DeAndre’ Bembry’s third season in the NBA was his best yet, if for no other reason than he played all 82 games for the first time in his career. After finishing his sophomore season with a total of 64 games played for the club, several of which were garbage time duty during his rookie year, his consistent spot in the Atlanta Hawks’ rotation and consistent health were both massive questions coming into the year that have since been answered with resounding positivity for the soon-to-be 25 year old guard.
A larger role in the overall team didn’t necessarily come with a larger role within the offense itself, as Bembry’s usage and efficiency numbers stayed relatively consistent with prior years, but the ability to post similar numbers over a longer period is a positive step for him. He had the ball in his hands quite a bit and is absolutely a creator; it’s just not entirely clear at this point whether he’s better at creating for his team or his opponent.
For his position, Bembry is a pretty good passer and flashes the ability to be a secondary option or even a backup point guard on certain units, but he turns the ball over an astronomical amount. His 17.4 turnovers per 100 possessions was the 11th-worst mark in the league among 183 qualified players, though he’s certainly not alone on a Hawks team that was horrible at keeping hold of the ball; rookie point guard Trae Young was one spot worse than Bembry on the same list and the team as a whole placed five separate players in the top 52. The best qualified player on the team was John Collins, and he was only just above average.
Creating for himself and his teammates is likely going to be his key to long-term success in the league, as the three-point shot is still very much a work-in-progress for him and doesn’t look to be nearing average any time soon. Unlike a lot of other non-shooters, however, Bembry brings other offensive skills to the table, so he’s not a lost cause on that end of the floor even if the three-point shot never comes around.

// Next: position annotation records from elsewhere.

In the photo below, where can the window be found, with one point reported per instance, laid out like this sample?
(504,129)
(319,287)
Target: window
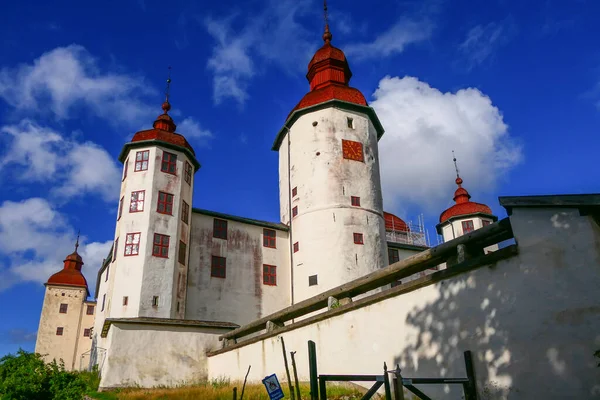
(218,267)
(169,163)
(120,207)
(160,248)
(116,247)
(182,252)
(165,203)
(393,256)
(137,201)
(358,239)
(220,228)
(467,226)
(269,275)
(132,244)
(185,212)
(141,160)
(269,238)
(188,173)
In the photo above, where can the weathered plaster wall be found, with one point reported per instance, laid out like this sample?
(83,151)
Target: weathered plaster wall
(531,321)
(149,356)
(241,297)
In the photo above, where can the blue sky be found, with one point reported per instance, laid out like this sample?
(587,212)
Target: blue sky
(512,87)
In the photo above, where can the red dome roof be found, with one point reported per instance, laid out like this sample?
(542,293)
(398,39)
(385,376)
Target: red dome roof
(463,205)
(393,223)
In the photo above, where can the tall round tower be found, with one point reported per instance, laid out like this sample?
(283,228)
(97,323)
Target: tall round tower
(329,179)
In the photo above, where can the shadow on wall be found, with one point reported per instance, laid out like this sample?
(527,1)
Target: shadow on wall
(532,322)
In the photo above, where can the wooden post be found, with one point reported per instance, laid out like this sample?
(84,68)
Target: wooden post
(287,370)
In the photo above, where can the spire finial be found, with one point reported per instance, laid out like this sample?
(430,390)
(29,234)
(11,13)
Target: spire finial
(327,36)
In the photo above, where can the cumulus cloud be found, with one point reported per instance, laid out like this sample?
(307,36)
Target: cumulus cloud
(42,154)
(35,238)
(423,125)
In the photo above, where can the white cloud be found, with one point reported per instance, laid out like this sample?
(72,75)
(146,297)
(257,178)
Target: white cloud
(423,125)
(35,239)
(393,41)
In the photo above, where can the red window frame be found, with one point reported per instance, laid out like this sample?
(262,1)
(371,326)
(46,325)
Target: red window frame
(188,173)
(160,245)
(468,226)
(142,160)
(218,267)
(269,275)
(269,238)
(220,228)
(358,238)
(131,246)
(164,205)
(169,163)
(137,200)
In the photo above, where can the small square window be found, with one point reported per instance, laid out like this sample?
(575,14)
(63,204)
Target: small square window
(358,239)
(269,238)
(169,163)
(220,228)
(269,275)
(218,267)
(160,246)
(141,160)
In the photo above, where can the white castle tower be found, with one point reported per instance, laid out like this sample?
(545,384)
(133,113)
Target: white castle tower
(329,180)
(147,276)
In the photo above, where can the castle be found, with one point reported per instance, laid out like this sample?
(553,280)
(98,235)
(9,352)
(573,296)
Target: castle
(172,265)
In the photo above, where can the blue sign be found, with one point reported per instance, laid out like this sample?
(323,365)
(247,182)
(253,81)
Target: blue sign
(273,388)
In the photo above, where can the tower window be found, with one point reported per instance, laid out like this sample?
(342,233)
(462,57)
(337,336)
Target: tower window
(468,226)
(137,201)
(358,239)
(218,267)
(182,252)
(220,228)
(269,275)
(160,247)
(132,244)
(165,203)
(187,173)
(169,163)
(269,238)
(185,212)
(141,160)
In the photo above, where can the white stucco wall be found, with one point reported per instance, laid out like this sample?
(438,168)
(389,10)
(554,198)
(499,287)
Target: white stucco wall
(325,182)
(531,321)
(154,355)
(241,297)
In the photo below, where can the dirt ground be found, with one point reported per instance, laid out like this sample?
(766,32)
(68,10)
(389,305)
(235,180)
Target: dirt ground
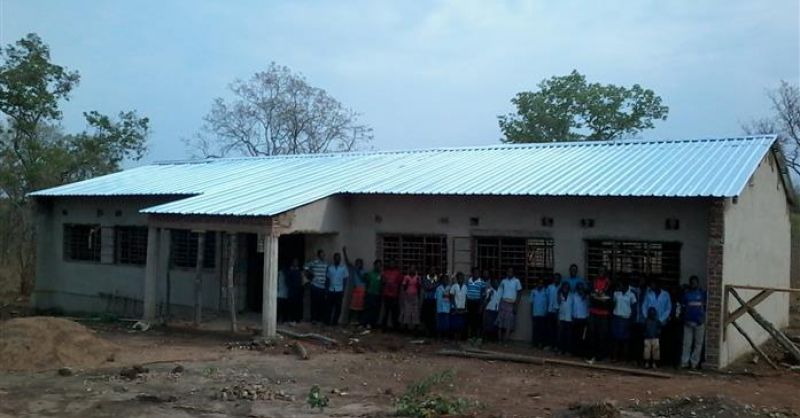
(364,378)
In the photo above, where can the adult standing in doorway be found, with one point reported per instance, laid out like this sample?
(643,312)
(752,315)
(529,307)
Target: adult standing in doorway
(392,279)
(694,315)
(374,283)
(574,279)
(337,275)
(358,294)
(509,299)
(316,272)
(476,288)
(294,284)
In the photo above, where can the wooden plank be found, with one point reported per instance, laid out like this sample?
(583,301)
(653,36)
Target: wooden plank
(741,310)
(516,358)
(755,347)
(774,289)
(198,278)
(232,246)
(779,336)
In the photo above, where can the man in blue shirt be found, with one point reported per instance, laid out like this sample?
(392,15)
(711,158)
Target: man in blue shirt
(573,278)
(694,315)
(316,273)
(552,311)
(336,275)
(476,287)
(539,313)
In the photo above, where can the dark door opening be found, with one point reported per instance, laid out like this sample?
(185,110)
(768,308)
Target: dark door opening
(289,247)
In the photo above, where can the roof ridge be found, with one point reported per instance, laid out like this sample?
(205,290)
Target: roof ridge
(532,145)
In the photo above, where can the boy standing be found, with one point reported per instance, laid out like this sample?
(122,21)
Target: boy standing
(652,332)
(539,314)
(476,286)
(443,306)
(509,297)
(694,302)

Something’s going to have to give – he either needs to develop into a mid-30s three-point shooter whom teams at least have to guard on the perimeter when he doesn’t have the ball or he needs to discontinue being a turnover machine so that he can be a positive as a ball handler. Considering how many of his teammates are high-level shooters, the team can get away with Bembry not being one, but that also means putting the ball in his hands more often to get to the rim and find those shooters when the defense collapses in on him.

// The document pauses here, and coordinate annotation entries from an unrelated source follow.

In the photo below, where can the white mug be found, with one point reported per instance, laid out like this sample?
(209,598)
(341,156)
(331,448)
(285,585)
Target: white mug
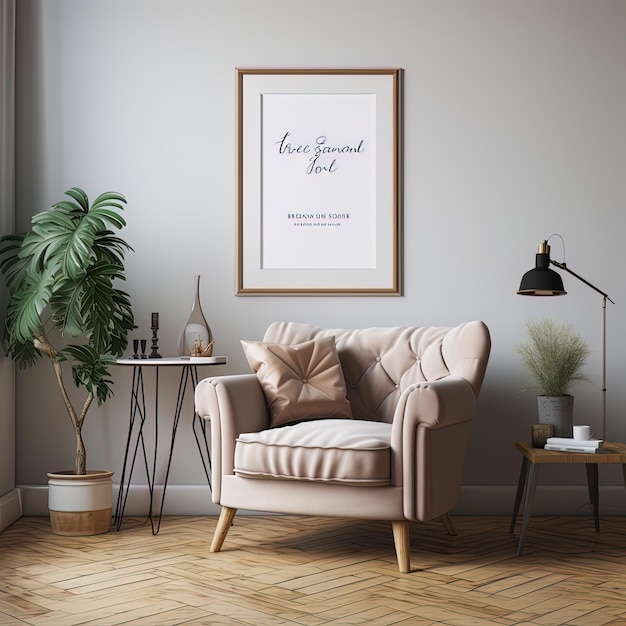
(582,432)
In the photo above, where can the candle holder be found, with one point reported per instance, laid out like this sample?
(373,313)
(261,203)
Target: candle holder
(155,340)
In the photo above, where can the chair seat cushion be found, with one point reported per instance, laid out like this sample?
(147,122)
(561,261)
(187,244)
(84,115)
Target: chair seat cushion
(354,452)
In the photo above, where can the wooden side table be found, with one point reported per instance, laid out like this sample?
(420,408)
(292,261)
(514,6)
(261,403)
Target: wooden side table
(533,458)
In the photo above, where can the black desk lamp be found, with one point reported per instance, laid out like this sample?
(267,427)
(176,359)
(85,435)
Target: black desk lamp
(543,281)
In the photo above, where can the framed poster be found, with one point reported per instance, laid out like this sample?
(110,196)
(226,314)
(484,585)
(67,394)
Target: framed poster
(319,156)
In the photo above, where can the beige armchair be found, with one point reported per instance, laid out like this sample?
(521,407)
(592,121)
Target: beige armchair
(379,434)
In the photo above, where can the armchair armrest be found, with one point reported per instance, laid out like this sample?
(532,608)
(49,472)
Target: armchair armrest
(428,441)
(435,404)
(234,404)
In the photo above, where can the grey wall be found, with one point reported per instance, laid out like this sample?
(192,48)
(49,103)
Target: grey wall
(514,130)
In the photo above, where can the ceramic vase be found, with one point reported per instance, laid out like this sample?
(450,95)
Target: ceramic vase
(196,338)
(558,411)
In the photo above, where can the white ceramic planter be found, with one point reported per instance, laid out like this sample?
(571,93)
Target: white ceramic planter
(558,411)
(80,505)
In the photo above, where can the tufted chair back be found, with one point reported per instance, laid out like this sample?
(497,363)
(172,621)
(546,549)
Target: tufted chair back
(379,364)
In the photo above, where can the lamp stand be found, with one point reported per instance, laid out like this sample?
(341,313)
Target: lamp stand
(605,297)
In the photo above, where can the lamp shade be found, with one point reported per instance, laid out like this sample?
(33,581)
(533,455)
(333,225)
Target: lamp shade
(542,281)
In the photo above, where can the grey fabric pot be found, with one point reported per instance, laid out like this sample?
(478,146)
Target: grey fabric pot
(558,411)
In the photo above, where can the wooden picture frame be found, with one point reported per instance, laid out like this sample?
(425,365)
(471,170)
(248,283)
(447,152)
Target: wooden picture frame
(319,172)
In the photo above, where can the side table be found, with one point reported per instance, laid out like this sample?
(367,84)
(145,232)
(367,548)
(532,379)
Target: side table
(138,417)
(533,458)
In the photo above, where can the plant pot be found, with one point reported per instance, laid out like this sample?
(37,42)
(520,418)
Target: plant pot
(80,505)
(558,411)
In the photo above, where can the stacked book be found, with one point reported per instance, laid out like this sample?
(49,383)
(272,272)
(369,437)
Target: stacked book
(569,444)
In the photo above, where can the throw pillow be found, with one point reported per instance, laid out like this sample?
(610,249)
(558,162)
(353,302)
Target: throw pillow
(302,381)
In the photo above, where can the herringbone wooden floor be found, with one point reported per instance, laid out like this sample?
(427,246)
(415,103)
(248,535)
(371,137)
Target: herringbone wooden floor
(311,571)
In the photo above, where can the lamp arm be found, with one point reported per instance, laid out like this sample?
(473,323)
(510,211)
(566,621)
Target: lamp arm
(563,266)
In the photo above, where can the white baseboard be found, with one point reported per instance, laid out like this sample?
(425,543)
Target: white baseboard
(10,508)
(473,500)
(549,500)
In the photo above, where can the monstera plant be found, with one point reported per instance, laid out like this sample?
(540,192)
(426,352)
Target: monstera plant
(64,304)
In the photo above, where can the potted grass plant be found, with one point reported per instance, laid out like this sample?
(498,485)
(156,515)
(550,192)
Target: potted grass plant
(554,355)
(65,306)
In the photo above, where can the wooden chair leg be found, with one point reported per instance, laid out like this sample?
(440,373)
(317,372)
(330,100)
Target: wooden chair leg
(403,546)
(223,525)
(447,524)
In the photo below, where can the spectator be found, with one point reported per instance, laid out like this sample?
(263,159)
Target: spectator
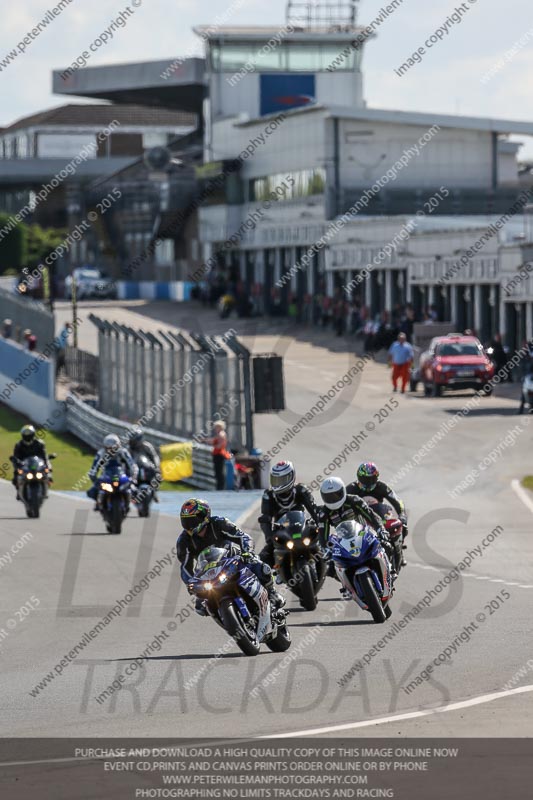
(61,342)
(7,329)
(220,453)
(401,356)
(31,339)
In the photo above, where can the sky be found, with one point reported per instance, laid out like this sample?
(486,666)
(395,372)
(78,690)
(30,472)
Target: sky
(492,41)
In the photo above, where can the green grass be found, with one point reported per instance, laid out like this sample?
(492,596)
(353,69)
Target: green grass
(527,482)
(74,457)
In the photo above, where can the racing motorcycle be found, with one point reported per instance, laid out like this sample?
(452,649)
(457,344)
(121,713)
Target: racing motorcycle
(114,494)
(363,568)
(300,560)
(237,602)
(33,479)
(145,486)
(394,529)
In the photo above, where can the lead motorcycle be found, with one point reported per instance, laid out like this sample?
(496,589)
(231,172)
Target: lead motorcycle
(114,495)
(299,558)
(33,480)
(237,602)
(363,568)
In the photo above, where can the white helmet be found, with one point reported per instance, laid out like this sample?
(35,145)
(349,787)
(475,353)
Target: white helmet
(282,479)
(333,493)
(111,442)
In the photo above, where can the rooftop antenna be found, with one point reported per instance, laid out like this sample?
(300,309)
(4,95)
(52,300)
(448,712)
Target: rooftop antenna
(332,15)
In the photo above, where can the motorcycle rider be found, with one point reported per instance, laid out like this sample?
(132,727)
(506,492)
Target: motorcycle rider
(29,445)
(339,506)
(111,451)
(284,495)
(139,446)
(368,484)
(201,529)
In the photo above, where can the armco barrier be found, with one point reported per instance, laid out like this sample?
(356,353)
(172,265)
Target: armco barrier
(154,290)
(27,385)
(91,426)
(27,313)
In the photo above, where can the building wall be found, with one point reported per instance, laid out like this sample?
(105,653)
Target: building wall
(452,157)
(296,143)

He’s already quite good at the first, as head coach Lloyd Pierce banged home throughout the year. Bembry is the one guy on the team who doesn’t need a screen to get to the rim; he can break down his opponent with a combination of a quick first step and enough strength to bully through defenders. In time, the passing should come along; for much of the season, Bembry was an honorary rookie, both in terms of the hazing he received from his veteran teammates and his experience in the league. Most inexperienced ball handlers have issues with turnovers as they catch up to the speed of the NBA game, but they don’t stay that way forever. If he gets the opportunity to be a part of the rotation next year, there’s a significant chance that he’ll be able to cut down on his turnovers and become a more complete offensive player.
Defense is not a problem for Bembry, as he walked into the NBA a hound on that end of the floor capable of defending both guard spots and some of the smaller 3s in the league. Improving significantly on this end likely isn’t in the cards for him, both because he’s already a strong positive defensively and any massive improvement would have to come from a very late growth spur. Nothing’s impossible, but it’s not super likely that Bembry is going to come back from the summer break standing 6’8.

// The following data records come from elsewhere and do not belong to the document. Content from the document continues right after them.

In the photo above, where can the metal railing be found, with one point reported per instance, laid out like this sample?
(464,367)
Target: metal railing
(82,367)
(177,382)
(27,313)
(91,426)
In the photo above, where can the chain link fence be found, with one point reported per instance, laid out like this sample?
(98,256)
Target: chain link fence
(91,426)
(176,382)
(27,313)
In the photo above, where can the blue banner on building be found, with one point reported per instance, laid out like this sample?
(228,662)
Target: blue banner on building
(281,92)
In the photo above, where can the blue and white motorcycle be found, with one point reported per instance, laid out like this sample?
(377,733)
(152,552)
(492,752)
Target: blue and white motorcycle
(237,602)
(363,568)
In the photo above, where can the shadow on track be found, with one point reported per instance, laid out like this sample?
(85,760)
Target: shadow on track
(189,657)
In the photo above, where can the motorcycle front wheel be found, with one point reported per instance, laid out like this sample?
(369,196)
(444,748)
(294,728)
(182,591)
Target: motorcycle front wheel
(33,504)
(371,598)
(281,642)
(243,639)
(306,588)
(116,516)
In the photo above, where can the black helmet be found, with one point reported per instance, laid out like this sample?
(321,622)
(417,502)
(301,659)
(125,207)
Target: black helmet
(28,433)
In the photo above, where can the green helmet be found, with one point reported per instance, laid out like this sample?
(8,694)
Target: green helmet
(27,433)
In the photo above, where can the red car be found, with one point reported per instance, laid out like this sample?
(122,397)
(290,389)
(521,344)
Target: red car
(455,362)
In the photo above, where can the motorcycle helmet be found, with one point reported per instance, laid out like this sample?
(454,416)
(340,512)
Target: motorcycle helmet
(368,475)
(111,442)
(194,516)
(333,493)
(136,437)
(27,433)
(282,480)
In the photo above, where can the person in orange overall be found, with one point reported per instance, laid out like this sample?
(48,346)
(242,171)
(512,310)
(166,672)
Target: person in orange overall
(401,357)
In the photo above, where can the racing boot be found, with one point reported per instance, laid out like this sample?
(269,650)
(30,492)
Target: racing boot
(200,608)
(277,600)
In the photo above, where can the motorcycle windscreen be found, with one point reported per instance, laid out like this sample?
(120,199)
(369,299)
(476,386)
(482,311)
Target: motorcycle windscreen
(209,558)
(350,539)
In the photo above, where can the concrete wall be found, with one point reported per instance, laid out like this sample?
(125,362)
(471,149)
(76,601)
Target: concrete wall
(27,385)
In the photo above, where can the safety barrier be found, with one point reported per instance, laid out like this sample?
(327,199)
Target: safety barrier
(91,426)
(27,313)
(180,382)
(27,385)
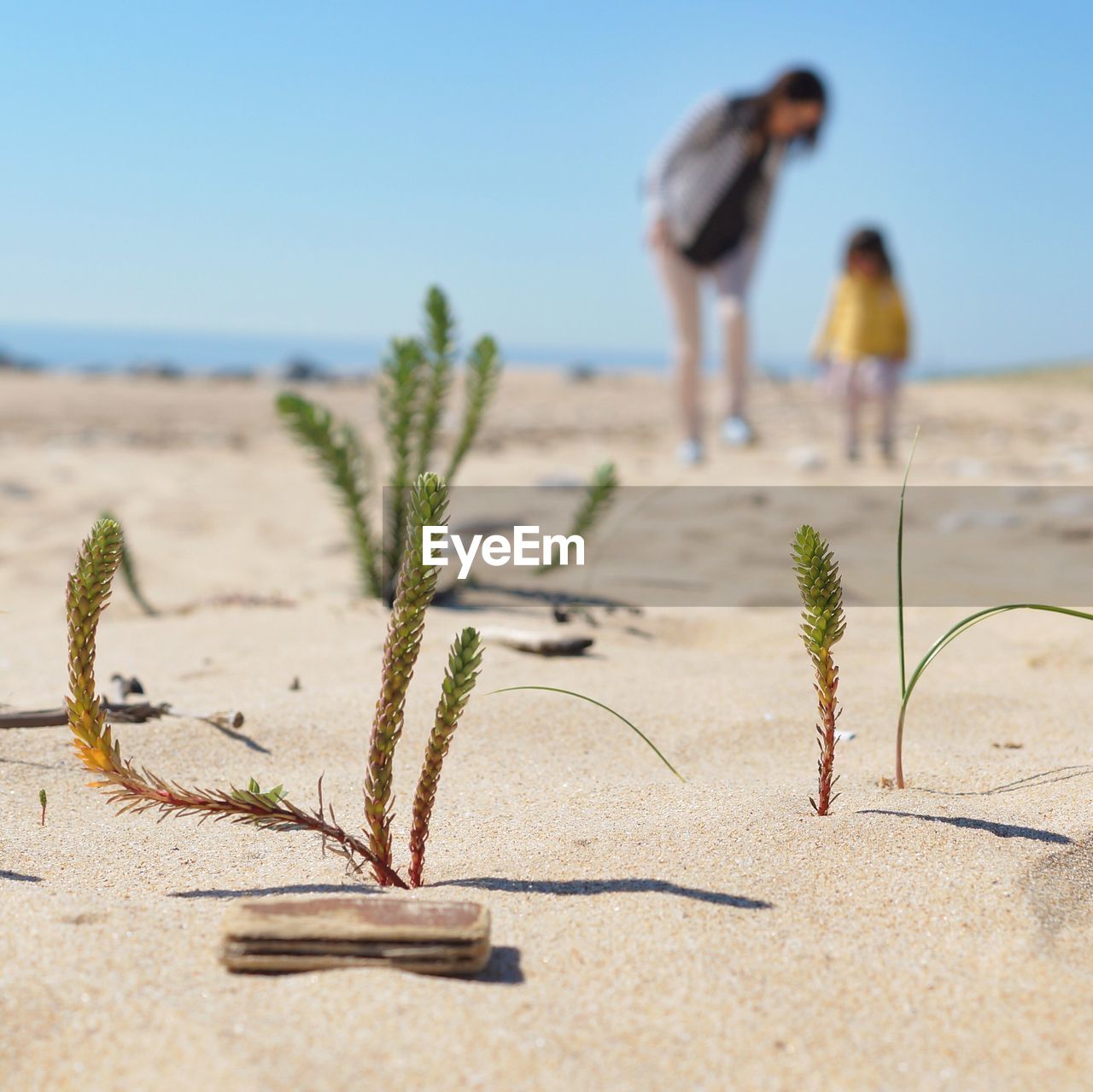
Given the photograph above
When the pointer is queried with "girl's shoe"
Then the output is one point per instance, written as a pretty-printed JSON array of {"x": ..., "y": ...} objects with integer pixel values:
[
  {"x": 737, "y": 432},
  {"x": 691, "y": 453}
]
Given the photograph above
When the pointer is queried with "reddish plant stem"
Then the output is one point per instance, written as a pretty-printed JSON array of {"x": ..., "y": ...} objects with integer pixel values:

On a team that’s going to feature Young heavily in the future, Bembry is an imperfect backcourt partner, but he does have a key defensive skill; he can guard opposing point guards. While the team mostly threw Young into the fire defensively in the hopes of getting him as much experience as possible, at some point it’s going to become necessary to hide him more often, which is where a player like Bembry comes into play. To effectively hide Young, the club will need guys who can step in and play a lead stopper role, and there’s nobody among the young crop of guys who can do that.
Teammate Kent Bazemore is something of a prototype for Bembry on both ends of the floor, as Bazemore got a late start to his career and was mostly known for his defense and energy before developing into a solid shooter with the Hawks a few years ago. Bembry is from a similar mold, only with more ball skills and a worse jumper, but as long as he improves in one of two main areas offensively and is able to keep up his defensive prowess, he should have a place on the Hawks going into next season and beyond.
Some of his role will come down to those around him; if the team drafts two wings in the top ten and Bazemore and Taurean Prince are still on the team, there’s a chance Bembry’s minutes get squeezed significantly, though he could still function in a utility role as the team’s third point guard and fifth wing as he continues to develop. The best case scenario is that he’s able to up his game enough with another fully healthy summer to convince the coaching staff that he should be in the rotation consistently, but it’s by no means an absolute at this stage.